Un bel po' di anni or sono il padre di un mio amico, all'epoca insegnante di scuola media, si trovò davanti alla difficile decisione di bocciare un alunno che meritava sì di essere fermato, ma che era figlio di un delinquente del paese. Bè diciamola, tutta, era proprio affiliato a una nota organizzazione malavitosa e, insomma, il padre del mio amico temeva che una bocciatura avrebbe potuto scatenare rappresaglie. Senonché, durante il colloquio scuola famiglia, il padre del ragazzo, comprendendo la scarsa propensione del figlio allo studio, invitò l'insegnante a non avere scrupoli e a bocciarlo. Narrano le cronache che il padre del mio amico seguì il consiglio del genitore e proseguì serenamente la sua carriera.
Altri tempi. Oggi basta un rimprovero e il povero insegnante se è fortunato deve pagarsi un avvocato, altrimenti, bé...almeno le cure in pronto soccorso sono gratuite.
Cos'è cambiato, cos'è che ha reso la scuola, e i professori, meno autorevoli?
Una dose di responsabilità ce la dobbiamo prendere noi genitori. A un certo punto della sua carriera di insegnate di scuola media, mia madre non vedeva l'ora di levare le tende, non tanto per gli alunni, quanto per i genitori, diceva.
Un tempo si affidavano i figli ai maestri con la grata certezza che li avrebbero formati col loro sapere. Oggi, diciamocelo, non è sempre così, e alzi la mano chi almeno una volta non ha dubitato delle scelte (e delle capacità) didattiche di un insegnante dei propri figli, quando non le ha addirittura criticate davanti a loro. Degli insegnanti si ha, per vari motivi, sempre meno rispetto, e questo aspetto si tramanda dai padri ai figli.
Ci sono, certo, le dovute differenze. Un'amica mi raccontava che quando lavorava a Verona, i genitori dei suoi alunni prendevano sul serio i richiami rivolti ai ragazzi, mentre da quando è tornata nella nostra provincia, gli alunni sono i primi che se la ridono se lei invia una nota scritta ai genitori e questi ultimi, sempre che si prendano la briga di andare a parlarle, sono sempre pronti a giustificare i figli. Probabilmente il fatto che prima insegnasse in una scuola della buona borghesia veronese e oggi in dei paesoni di periferia ha il suo peso, però, chissà.
C'è poi una perdita di autorevolezza che va imputata alla scuola stessa, rea di aver accorciato le distanze tra professori e alunni in maniera troppo disinvolta. Per carità, non rimpiango i maestri che infliggevano punizioni corporali o che semplicemente terrorizzavano gli scolari con uno sguardo, ma oggi si esagera in un buonismo senza senso, al punto che ho visto insegnanti tremare se venivano scoperte ad alzare un po' la voce con alunni terribilmente maleducati.

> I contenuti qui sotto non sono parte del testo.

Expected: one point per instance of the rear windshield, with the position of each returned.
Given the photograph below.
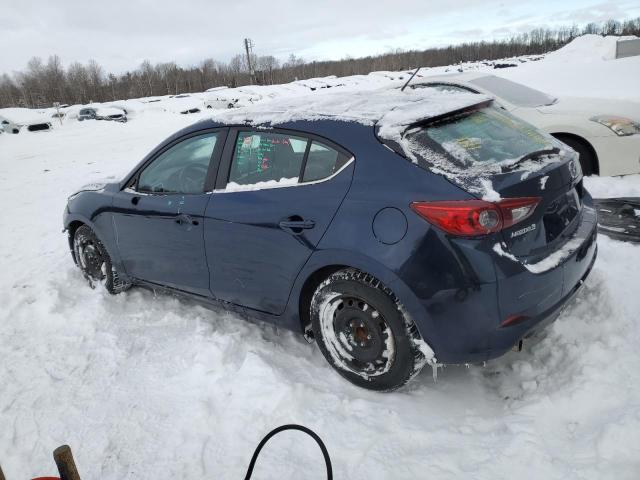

Oggi alle insegnanti si dà del tu, si risponde con ironia (se non con insolenza), si trattano come le amiche della mamma, dimenticando una cosa: che non sono zie affettuose, amiche, né tantomeno figure materne. Sono insegnanti.
Cosa dovrebbe fare la scuola per ristabilire i ruoli? Non lo so. A me sembra che i professori abbiano armi spuntate, se adesso anche bocciare è diventato tabù. Che poi qual è la ratio di questa scelta? Forse che non "costringendo" i ragazzi a studiare compiranno più volentieri il loro dovere? Sarebbe come dire che da domani aboliamo le contravvenzioni e i punti sulla patente, certi che questa botta di fiducia porterà i guidatori a essere più responsabili. Sì, certo, crediamoci.
Tra l'altro, io di insegnanti incattiviti che provano gusto a bocciare non ne ho mai conosciuti, anzi, ho sempre notato uno spirito opposto. La bocciatura è una scelta sofferta, fatta in casi estremi, quando non rimane altra scelta. Del resto, il diploma "d'ufficio", a che serve?
Cari ministri, ma voi vi fareste mai curare da un medico che all'università non era obbligato a studiare e che ha superato gli esami perché lo stabilisce la legge? Pensiamoci.